Loewensberg didn’t produce theoretical writings, and her preparatory sketches never reached the public realm. This may have been intended to avoid the essentialization of her work, particularly by a global and local art world that systematically marginalized female artists. 

Verena Loewensberg, Ohne Titel (Untitled), 1982 / 2023 © 2025 Verena Loewensberg Stiftung, Zurich. Photo: Alex Delfanne

Verena Loewensberg, Ohne Titel (Untitled), 1971 © 2025 Verena Loewensberg Stiftung, Zurich.
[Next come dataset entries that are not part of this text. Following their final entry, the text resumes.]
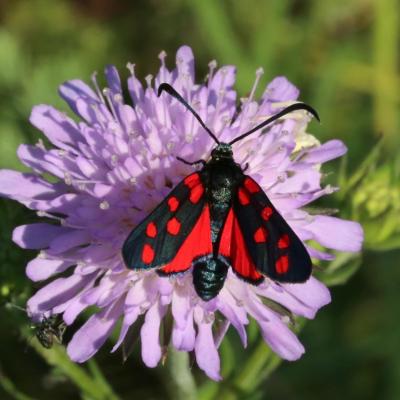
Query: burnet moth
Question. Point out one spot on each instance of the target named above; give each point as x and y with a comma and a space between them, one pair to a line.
219, 218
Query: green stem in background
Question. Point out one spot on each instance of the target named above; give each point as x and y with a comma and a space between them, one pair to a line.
9, 387
94, 387
385, 52
255, 370
179, 380
222, 38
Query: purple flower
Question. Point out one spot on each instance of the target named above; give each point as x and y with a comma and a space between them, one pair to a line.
117, 162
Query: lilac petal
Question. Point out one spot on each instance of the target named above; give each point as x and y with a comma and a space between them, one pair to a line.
11, 183
312, 293
184, 339
57, 292
131, 315
74, 89
181, 306
74, 308
150, 335
68, 240
38, 159
55, 125
92, 335
280, 89
336, 233
37, 236
41, 268
321, 255
326, 152
281, 339
113, 79
302, 181
235, 315
207, 356
185, 62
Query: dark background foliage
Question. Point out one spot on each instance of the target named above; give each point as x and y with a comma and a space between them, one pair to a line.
344, 55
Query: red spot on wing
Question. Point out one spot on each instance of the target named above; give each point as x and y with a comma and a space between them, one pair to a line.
282, 265
196, 193
151, 230
192, 180
197, 243
147, 254
173, 226
251, 185
233, 247
260, 235
244, 198
284, 241
266, 213
173, 204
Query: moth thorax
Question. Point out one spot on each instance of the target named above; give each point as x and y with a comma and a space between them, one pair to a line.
208, 277
222, 151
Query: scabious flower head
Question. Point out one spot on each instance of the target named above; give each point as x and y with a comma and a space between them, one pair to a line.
113, 164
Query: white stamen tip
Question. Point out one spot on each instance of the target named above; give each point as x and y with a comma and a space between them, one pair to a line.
208, 318
118, 97
131, 68
114, 160
42, 254
260, 71
148, 79
212, 64
67, 179
104, 205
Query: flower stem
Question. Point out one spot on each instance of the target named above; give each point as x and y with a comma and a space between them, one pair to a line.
91, 386
179, 379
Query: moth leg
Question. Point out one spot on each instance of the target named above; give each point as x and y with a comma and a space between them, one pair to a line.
202, 162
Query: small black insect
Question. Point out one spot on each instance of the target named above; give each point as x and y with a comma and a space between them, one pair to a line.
48, 330
218, 218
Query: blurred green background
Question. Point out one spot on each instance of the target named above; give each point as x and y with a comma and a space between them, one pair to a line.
344, 56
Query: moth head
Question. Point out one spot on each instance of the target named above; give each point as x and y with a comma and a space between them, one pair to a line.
222, 151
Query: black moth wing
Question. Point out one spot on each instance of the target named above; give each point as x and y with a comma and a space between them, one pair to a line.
157, 239
274, 248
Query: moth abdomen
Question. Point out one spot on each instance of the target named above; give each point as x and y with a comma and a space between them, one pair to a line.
208, 277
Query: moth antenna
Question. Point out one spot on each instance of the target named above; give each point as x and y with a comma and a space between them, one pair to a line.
172, 92
12, 305
287, 110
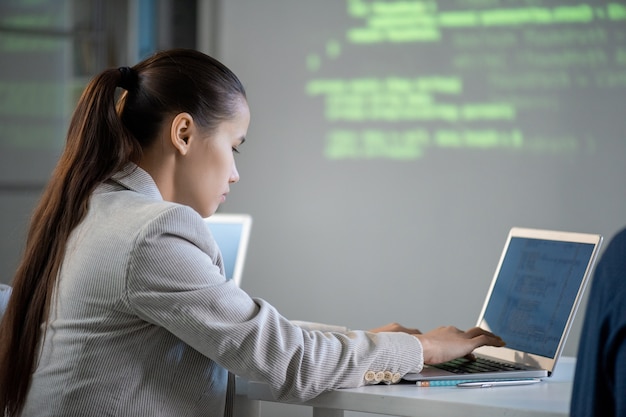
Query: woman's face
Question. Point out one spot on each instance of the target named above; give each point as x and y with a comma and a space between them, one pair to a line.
209, 168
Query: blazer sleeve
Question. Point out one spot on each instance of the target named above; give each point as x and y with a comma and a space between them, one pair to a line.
174, 281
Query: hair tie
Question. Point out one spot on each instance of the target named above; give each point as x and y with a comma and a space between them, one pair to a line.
128, 78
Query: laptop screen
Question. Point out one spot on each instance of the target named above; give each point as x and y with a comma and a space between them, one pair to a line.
532, 298
231, 232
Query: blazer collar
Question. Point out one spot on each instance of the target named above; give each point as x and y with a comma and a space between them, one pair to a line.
136, 179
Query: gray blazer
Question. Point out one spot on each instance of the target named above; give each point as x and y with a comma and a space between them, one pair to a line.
143, 322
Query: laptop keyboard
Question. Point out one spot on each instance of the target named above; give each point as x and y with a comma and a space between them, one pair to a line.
465, 366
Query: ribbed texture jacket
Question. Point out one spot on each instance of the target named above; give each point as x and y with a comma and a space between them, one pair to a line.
143, 322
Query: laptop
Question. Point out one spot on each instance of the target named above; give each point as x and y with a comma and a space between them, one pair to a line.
531, 303
232, 233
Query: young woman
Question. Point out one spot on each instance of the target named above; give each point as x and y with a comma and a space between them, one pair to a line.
120, 306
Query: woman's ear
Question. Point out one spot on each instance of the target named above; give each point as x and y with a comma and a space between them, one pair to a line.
181, 132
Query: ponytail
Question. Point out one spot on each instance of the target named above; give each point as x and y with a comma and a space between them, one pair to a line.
97, 146
101, 140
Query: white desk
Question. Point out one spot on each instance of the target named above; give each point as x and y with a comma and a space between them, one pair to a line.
551, 397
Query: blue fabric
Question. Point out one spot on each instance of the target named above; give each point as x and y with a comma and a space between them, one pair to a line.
600, 379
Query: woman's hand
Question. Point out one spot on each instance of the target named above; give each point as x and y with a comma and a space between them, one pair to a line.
446, 343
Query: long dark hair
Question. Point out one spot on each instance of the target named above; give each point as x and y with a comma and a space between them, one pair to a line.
102, 138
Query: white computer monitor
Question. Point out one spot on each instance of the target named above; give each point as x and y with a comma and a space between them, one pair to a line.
232, 233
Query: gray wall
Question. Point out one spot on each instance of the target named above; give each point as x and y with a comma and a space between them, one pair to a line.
365, 241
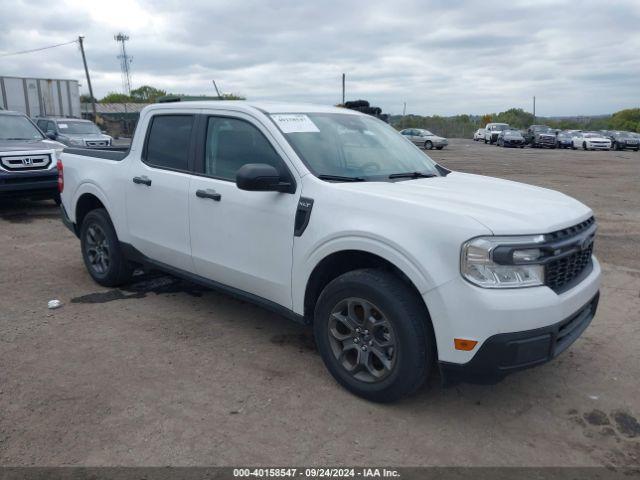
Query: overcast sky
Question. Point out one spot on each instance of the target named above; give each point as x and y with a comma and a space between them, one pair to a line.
441, 57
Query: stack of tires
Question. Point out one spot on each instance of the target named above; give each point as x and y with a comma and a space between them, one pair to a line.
364, 107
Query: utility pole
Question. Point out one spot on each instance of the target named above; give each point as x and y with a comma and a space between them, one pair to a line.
217, 91
125, 60
534, 109
86, 71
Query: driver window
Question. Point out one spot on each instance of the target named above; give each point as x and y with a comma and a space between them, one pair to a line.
232, 143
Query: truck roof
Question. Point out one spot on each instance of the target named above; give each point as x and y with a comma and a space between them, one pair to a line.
249, 106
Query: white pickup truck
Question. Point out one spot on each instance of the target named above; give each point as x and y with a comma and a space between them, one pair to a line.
332, 218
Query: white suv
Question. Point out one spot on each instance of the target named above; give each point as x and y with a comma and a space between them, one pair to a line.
333, 219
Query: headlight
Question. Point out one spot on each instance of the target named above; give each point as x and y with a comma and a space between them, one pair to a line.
498, 262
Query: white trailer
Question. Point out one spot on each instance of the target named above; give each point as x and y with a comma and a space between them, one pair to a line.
40, 96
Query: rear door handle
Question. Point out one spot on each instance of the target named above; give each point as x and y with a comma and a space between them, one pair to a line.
208, 193
142, 181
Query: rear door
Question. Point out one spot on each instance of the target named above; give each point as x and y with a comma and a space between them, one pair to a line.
239, 238
158, 188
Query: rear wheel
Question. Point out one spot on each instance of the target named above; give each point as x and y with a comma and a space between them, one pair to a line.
101, 250
371, 330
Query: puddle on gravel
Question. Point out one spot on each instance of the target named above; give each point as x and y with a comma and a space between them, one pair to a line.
302, 341
141, 286
23, 217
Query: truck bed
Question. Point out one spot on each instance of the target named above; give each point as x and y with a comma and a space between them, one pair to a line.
107, 153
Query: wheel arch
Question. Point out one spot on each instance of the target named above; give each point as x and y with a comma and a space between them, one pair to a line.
340, 262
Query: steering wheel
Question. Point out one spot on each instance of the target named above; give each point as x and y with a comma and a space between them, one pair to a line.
371, 165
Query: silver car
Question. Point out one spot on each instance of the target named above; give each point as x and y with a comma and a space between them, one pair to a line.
424, 138
74, 132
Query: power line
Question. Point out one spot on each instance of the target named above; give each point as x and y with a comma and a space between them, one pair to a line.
37, 49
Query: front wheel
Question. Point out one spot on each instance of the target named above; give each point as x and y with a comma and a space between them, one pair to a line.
371, 330
101, 250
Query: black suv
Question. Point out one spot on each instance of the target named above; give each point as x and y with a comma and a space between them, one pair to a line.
622, 140
27, 159
540, 136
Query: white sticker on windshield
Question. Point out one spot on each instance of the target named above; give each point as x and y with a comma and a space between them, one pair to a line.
295, 123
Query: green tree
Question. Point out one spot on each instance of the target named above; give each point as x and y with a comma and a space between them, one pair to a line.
147, 94
114, 97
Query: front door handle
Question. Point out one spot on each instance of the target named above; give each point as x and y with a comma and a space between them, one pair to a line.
208, 193
142, 181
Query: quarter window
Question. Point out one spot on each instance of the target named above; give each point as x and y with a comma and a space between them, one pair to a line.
232, 143
168, 142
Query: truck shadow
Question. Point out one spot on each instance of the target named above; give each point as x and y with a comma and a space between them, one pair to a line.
17, 210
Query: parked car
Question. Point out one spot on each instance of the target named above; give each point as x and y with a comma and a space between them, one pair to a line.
27, 159
622, 140
424, 138
492, 130
327, 216
478, 135
74, 132
510, 138
590, 141
540, 136
563, 139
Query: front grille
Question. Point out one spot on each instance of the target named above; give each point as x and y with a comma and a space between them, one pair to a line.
560, 272
563, 270
25, 163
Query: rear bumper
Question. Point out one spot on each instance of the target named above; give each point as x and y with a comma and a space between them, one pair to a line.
505, 353
26, 184
67, 221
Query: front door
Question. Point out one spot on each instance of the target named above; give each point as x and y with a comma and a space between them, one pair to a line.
239, 238
157, 192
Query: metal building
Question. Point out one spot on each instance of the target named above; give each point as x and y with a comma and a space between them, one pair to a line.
40, 96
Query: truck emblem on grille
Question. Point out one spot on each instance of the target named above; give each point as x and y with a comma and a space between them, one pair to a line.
586, 243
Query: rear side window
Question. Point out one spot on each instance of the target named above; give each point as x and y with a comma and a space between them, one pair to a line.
168, 141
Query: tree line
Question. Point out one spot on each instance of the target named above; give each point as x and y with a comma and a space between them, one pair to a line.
463, 126
147, 94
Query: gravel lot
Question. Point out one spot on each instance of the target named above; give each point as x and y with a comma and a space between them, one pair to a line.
166, 373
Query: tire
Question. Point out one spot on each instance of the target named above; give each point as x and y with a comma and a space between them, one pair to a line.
400, 315
101, 251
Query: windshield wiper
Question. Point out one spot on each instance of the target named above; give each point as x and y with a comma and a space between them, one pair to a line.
338, 178
412, 175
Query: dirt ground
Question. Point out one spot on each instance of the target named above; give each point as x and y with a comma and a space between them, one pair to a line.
167, 373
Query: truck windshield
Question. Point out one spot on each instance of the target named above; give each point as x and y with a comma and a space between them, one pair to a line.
77, 127
347, 145
17, 127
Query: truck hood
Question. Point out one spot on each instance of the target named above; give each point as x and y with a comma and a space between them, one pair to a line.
86, 136
26, 145
502, 206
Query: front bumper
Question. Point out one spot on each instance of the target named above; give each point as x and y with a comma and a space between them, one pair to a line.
459, 309
505, 353
29, 184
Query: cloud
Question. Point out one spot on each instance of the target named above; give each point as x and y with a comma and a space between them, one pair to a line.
441, 57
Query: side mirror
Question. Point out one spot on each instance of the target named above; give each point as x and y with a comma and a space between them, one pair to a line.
260, 177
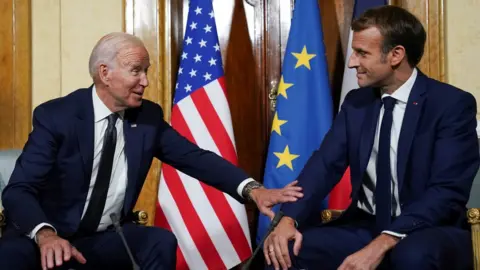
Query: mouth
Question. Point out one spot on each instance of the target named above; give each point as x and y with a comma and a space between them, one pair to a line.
138, 93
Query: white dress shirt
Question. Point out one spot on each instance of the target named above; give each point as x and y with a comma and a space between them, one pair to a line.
401, 96
118, 180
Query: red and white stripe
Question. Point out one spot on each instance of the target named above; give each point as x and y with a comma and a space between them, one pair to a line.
211, 227
340, 195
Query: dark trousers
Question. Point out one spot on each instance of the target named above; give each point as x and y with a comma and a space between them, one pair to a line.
325, 247
153, 248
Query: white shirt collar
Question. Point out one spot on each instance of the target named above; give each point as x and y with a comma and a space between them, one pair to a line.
403, 92
100, 110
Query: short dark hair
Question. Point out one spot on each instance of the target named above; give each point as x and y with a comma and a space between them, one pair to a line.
398, 27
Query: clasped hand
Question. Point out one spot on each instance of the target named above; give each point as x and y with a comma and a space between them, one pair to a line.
54, 250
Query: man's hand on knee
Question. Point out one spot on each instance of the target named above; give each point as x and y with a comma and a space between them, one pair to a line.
55, 250
275, 248
369, 257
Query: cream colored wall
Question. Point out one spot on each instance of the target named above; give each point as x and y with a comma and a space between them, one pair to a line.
462, 45
63, 35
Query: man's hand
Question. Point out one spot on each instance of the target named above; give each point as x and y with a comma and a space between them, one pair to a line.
53, 248
369, 257
267, 198
275, 248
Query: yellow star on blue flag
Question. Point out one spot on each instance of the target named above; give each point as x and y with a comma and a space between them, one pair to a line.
304, 115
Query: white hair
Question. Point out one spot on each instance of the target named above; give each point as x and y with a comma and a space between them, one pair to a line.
107, 48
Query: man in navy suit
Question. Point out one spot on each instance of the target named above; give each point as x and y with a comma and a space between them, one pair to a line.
412, 148
87, 158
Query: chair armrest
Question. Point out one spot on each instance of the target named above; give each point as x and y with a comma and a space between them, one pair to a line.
140, 217
330, 214
473, 215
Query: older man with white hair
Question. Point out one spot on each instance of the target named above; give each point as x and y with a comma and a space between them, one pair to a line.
87, 158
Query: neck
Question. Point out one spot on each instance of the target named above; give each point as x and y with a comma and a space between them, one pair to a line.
400, 76
108, 99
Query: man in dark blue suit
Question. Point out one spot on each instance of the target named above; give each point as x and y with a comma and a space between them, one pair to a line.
87, 158
412, 148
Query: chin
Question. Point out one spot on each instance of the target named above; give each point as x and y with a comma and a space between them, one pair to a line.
135, 103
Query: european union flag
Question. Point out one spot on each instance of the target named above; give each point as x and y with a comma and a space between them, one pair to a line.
304, 104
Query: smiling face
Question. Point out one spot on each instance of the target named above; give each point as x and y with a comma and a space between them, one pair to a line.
373, 66
126, 79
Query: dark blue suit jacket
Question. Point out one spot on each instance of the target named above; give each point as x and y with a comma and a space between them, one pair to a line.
438, 155
51, 177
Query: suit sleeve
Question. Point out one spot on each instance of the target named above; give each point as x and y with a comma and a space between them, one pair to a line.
322, 171
20, 196
206, 166
455, 164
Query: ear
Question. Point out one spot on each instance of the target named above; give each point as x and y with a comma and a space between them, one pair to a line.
398, 55
104, 74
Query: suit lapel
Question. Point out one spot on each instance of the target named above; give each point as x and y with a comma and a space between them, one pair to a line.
409, 125
134, 137
85, 131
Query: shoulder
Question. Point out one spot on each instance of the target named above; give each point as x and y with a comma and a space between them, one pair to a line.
149, 112
66, 106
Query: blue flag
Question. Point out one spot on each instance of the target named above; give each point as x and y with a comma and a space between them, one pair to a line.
304, 104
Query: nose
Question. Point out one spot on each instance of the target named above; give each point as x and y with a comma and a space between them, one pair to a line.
353, 61
144, 80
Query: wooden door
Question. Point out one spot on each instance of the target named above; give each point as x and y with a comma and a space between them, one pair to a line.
15, 73
253, 36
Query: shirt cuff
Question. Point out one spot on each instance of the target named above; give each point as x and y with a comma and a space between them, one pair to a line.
33, 233
399, 235
242, 185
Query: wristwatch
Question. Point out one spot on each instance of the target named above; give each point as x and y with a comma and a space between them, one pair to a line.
248, 189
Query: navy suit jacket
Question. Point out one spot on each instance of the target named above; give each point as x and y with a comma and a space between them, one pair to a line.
51, 178
437, 159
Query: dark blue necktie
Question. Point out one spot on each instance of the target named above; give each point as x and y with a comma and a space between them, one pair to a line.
93, 215
383, 197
Photo: Alex Delfanne 

What other artists does her work relate to? 
Max Bill (1908 – 1994) was a Swiss artist, architect, industrial designer, graphic designer and teacher. 

Sonia Delaunay (1885 – 1979) was a French artist focused on painting, design and fashion. 

Sophie Tauber – Arp (1889 – 1943) was a Swiss artist who defied categorization during her brief career as a painter, sculptor, architect, performer, choreographer, teacher, writer and designer of textiles, stage sets and interiors. She is considered a pioneer of Constructivist art.  

Georges Vantongerloo (1886 – 1965) was a Belgian sculptor, painter and designer. He was a founding member of the De Stijl group. 

Installation view, ‘Verena Loewensberg,’ Hauser & Wirth London, 2025 © 2025 Verena Loewensberg Stiftung, Zurich. Photo: Alex Delfanne

Glossary 
Chromatic

Relating to or produced by color.   

Concrete art 
An art movement focused on geometric abstraction and non-representational forms 

Minimalism  
An art movement that emerged in the post-war era in Western art, focused on conceptual, non-representational forms.  

Geometric abstraction 
A form of abstract art that uses geometric shapes to portray non-objective compositions. 

Color field  
A style of abstract painting in which large portions of the canvas are covered with a single, flat color. The style emerged in New York City throughout the 1940s and 1950s.    

Hard edge 
A style of abstract painting that includes abrupt transitions between areas of color. 

Essentialization 
The act of reducing something down to its essence; to misrepresent something by oversimplifying its essence.